New grant adds $1 million in fresh produce to L.A. shoppers' menus

Russ Parsons
The California Cook
Big federal grant will bolster popular Market Match program

A new grant from the Department of Agriculture will mean that as much as $1 million in fresh produce will be added to the shopping bags of Southern California’s low-income families over the next two years.

The grant to Berkeley’s Ecology Center that administers the Market Match program totals $3.7 million statewide. 

According to the Ecology Center, this will allow the program to reach an additional 240,000 shoppers statewide and will stimulate an additional $9.8 million in sales to California’s small farmers.

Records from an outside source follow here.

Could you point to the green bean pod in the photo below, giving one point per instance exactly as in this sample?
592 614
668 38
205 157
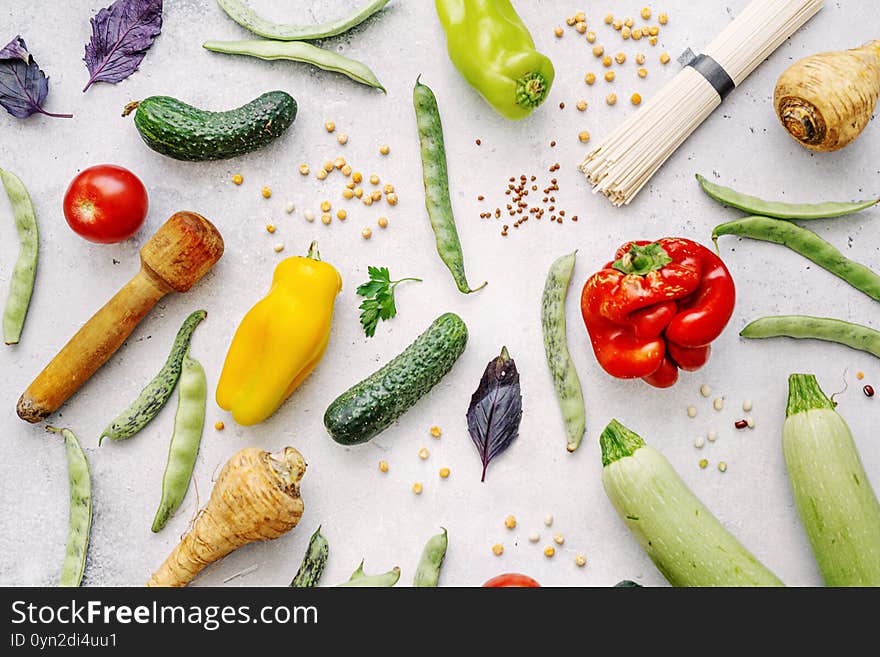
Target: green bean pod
297 51
804 327
157 392
431 561
315 559
21 284
436 179
250 20
359 579
809 245
565 379
80 510
192 395
779 210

Market Match is an innovative setup that allows shoppers to double their EBT and WIC benefits when shopping at farmers markets. 

Participating shoppers use their benefits cards to receive chits that can be spent on fresh fruits and vegetables at the market. Market Match doubles the first $10 in benefits.

“This is going to fill in a big piece of puzzle in funding,” says Frank Tamborello, director of Hunger Action LA, one of the groups that will be receiving some of the grant.

“It’s going to allow us to add new markets — the Valley has been begging for the program and we’re hoping to get either Panorama City or someplace in that area. Another possibility is that at some markets we have limited budget, so we have to cut off Market Match after only an hour or so when we run out of money.”

Last year Market Match was available at 150 markets statewide, 22 in Southern California. With the grant, that number should increase to 36.

Ecology Center will divide the money among eight Southern California farmers market organizers — Downtown Santa Ana Farmers’ Market, Hunger Action Los Angeles (HALA), Palm Springs Cultural Center Certified Farmers’ Markets, Phelan Certified Farmers’ Market, Social Justice Learning Institute, Sustainable Economic Enterprises of Los Angeles (SEE-LA) and Ventura County Certified Farmers’ Market, and International Rescue Committee.

The USDA funding comes from the Food Insecurity Nutrition Incentive Program, which was authorized under the 2014 Farm Bill. A total of $31.5 million was made available nationwide and Ecology Center’s grant was the fourth-largest in the country.

Ecology Center has administered the program since 2013. In that time, Market Match has grown from 130 to 234 outlets, including farmers markets, Community Supported Agriculture programs, farm stands and more.

“This is a four-way win,” says Tamborello. “It reduces hunger, especially among our senior population. It encourages healthy eating. It boosts the California small farm economy. And it supports environmentally sustainable agriculture.”